Saddam and his half brother and co-defendant, Barzan Ibrahim, have frequently interrupted the court with outbursts, speeches and complaints. In one session, Saddam refused outright to attend. Barzan, a one-time chief of Saddam's intelligence, has been more belligerent, insulting witnesses, one of the judges and the three prosecutors.

Initially, court officials said Amin would be replaced by his deputy, al-Hammash, a Shiite. However, the government commission responsible for purging members of Saddam's Baath Party complained last week that al-Hammash should not serve as chief judge because of his one-time membership in the former ruling party.

Al-Hammash was transferred off the case entirely, though court official Raid Juhi insisted the move was not connected to the Baath allegation.

On Tuesday, al-Hammash told AP he was not at the court and did not know the cause of the postponement. But he said the laws for naming the judges "should be applied in the right way."

Asked if he might be asked to return to the court, he said, "We rule nothing out. We are waiting to see."

The man finally appointed to stand as chief judge — Abdel-Rahman, a Kurd — was born in Halabja, the town where Saddam's forces allegedly launched a poison gas attack in 1988 that killed 5,000 Kurds. Some relatives of Abdel-Rahman were among the dead, according to his family.
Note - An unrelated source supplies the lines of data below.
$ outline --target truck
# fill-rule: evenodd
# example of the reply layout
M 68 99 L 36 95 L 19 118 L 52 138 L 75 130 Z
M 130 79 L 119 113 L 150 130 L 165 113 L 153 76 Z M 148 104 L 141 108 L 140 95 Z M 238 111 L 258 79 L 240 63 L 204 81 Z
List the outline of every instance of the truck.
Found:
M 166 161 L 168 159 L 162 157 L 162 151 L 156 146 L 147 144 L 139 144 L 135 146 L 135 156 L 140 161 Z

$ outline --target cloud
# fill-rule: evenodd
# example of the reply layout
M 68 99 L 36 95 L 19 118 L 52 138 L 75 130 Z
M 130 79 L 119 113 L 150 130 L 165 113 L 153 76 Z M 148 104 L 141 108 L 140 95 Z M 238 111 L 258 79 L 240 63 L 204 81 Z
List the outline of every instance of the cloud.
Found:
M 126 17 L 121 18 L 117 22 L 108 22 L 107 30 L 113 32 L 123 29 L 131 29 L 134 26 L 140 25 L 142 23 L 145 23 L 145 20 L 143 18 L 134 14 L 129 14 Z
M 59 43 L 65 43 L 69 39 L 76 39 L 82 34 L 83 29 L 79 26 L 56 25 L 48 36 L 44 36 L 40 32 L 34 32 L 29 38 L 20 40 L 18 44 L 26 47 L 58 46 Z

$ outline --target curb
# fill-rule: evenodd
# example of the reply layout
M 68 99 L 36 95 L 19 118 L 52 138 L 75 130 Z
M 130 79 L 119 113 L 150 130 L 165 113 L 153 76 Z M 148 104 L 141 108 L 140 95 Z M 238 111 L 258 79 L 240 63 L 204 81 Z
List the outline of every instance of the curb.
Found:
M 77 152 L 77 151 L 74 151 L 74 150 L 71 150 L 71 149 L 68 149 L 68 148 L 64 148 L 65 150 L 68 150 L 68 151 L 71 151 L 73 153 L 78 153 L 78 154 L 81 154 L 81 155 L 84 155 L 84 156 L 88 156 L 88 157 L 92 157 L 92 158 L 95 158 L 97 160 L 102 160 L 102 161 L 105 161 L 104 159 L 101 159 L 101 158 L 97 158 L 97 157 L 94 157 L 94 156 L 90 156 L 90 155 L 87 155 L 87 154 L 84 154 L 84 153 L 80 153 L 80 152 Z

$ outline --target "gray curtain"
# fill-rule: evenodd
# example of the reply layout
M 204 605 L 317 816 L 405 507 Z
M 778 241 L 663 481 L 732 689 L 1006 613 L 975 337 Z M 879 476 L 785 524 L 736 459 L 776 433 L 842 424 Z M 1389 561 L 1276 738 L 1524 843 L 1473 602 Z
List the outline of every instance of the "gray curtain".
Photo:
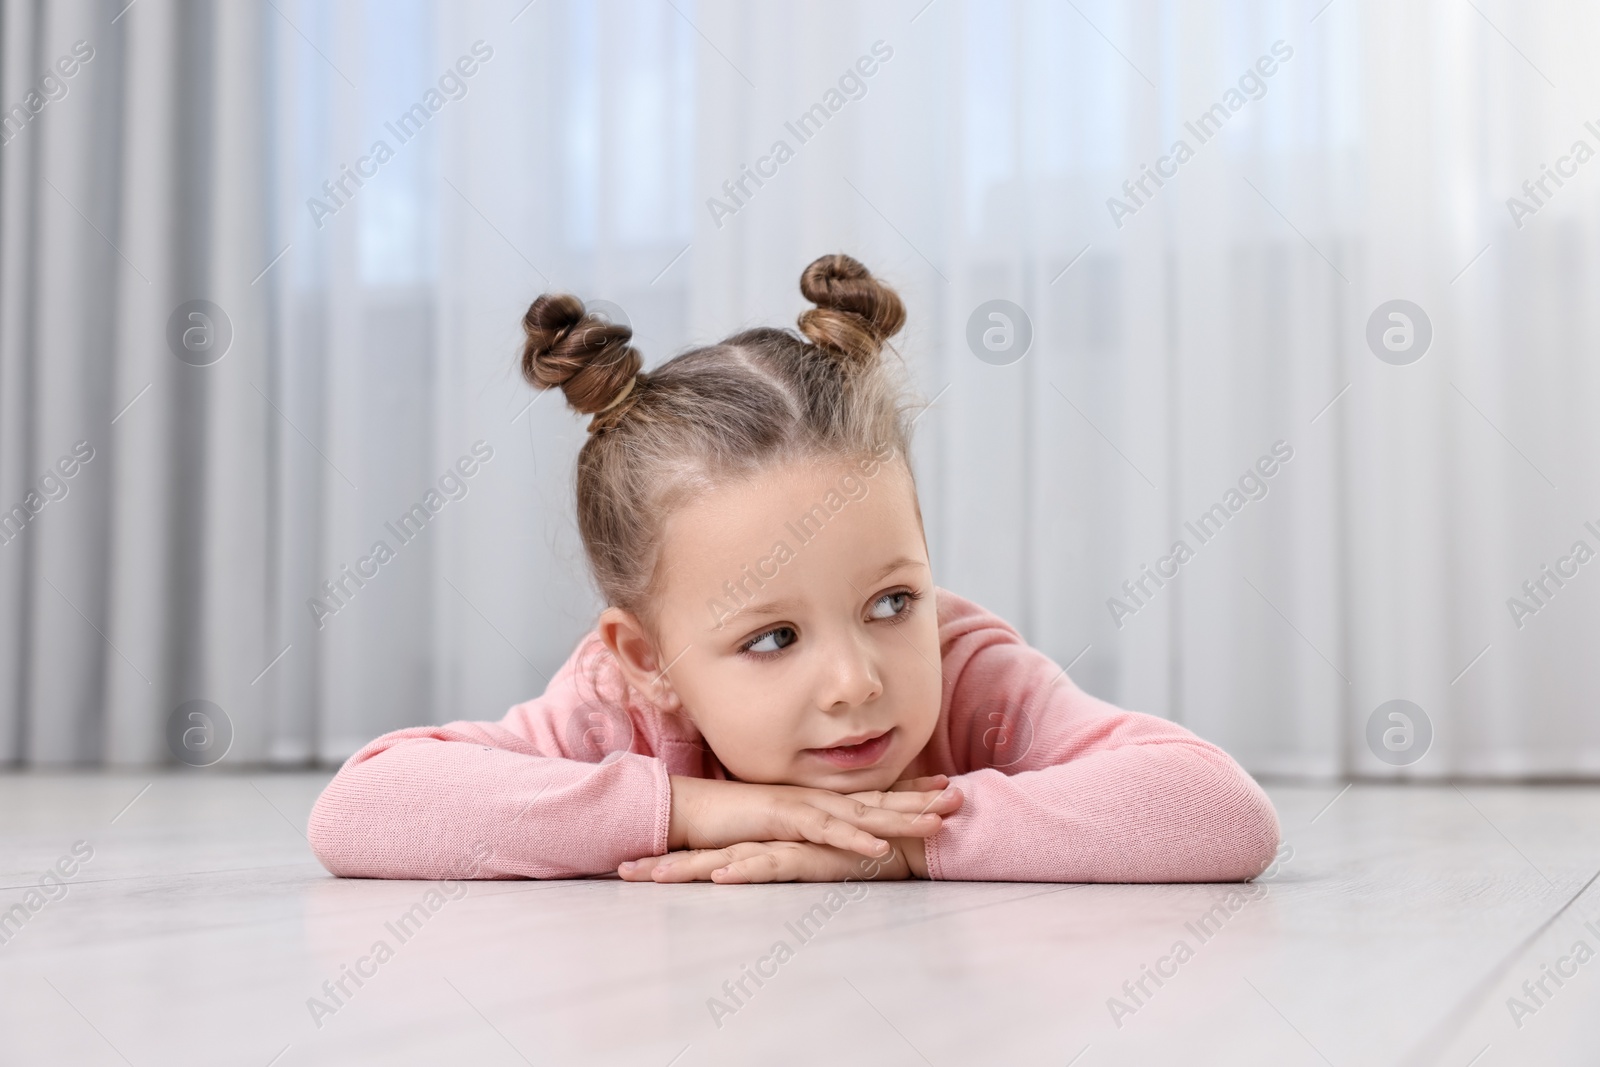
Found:
M 272 254 L 262 10 L 0 8 L 9 761 L 170 759 L 166 719 L 196 698 L 236 709 L 236 754 L 264 752 L 250 682 L 275 651 L 280 427 L 254 388 L 276 388 L 271 289 L 252 284 Z M 209 366 L 168 344 L 191 301 L 225 309 L 199 326 L 227 346 Z
M 612 301 L 654 363 L 792 322 L 845 249 L 939 398 L 936 580 L 1085 688 L 1260 773 L 1592 776 L 1600 579 L 1541 577 L 1600 548 L 1592 164 L 1508 198 L 1600 147 L 1561 102 L 1597 36 L 1446 0 L 0 0 L 0 759 L 329 762 L 537 694 L 599 604 L 528 301 Z M 967 339 L 995 299 L 1033 330 L 1004 365 Z M 1394 300 L 1418 361 L 1369 341 Z M 1368 739 L 1394 699 L 1420 761 Z

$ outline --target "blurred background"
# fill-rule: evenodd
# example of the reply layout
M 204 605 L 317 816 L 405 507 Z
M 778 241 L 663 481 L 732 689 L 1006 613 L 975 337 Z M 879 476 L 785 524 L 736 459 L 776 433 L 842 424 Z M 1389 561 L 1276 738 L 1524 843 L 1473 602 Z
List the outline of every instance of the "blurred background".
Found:
M 1259 775 L 1593 777 L 1597 47 L 1507 0 L 4 0 L 0 761 L 499 718 L 602 606 L 528 303 L 648 366 L 846 251 L 909 308 L 936 581 L 1081 686 Z

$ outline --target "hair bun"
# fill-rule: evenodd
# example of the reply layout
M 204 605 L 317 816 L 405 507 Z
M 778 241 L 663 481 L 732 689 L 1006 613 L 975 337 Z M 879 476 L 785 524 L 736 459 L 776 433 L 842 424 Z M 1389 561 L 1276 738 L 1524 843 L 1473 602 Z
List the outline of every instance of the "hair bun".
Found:
M 639 350 L 628 343 L 632 329 L 590 314 L 568 293 L 545 293 L 528 305 L 522 331 L 522 376 L 536 389 L 559 386 L 567 403 L 585 415 L 621 398 L 644 365 Z M 621 410 L 612 409 L 607 417 Z
M 849 363 L 876 359 L 906 322 L 899 294 L 843 253 L 813 260 L 800 275 L 800 292 L 817 305 L 801 314 L 800 332 Z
Saddam is expected to eventually go on trial for the Halabja deaths. But the current trial, which began Oct. 19 and was holding its eighth session Tuesday, is for the killings of about 140 Shiites in a crackdown that followed a failed assassination attempt in 1982 against the former ruler in Dujail, 50 miles north of Baghdad.

Saddam and seven co-defendants could face the death penalty if convicted in the Dujail case.

The latest changes add to the charged atmosphere surrounding the trial and may further raise questions about the fairness of the proceedings. Two defense lawyers have been assassinated and a third fled the country since the trial began.

"It is increasingly clear that this doesn't look like justice the way it's supposed to be rendered," said William A. Schabas, director of the Irish Center for Human Rights at the National University of Ireland. "The fact that judges in a trial resign for facts other than ill health is very disturbing."

The trial has been divisive in a post-Saddam Iraq where sectarian tensions fueled by a Sunni-led insurgency are threatening to tear the country apart. Sunni Arabs loyal to the former leader took heart from Saddam's outbursts during the hearings, which are televised nationwide with a 30-minute delay.

But Shiites and Kurds, including senior politicians who had opposed Saddam's rule for decades, found the relative freedom he has had in the courtroom an affront to the memory of his victims and the feelings of their families.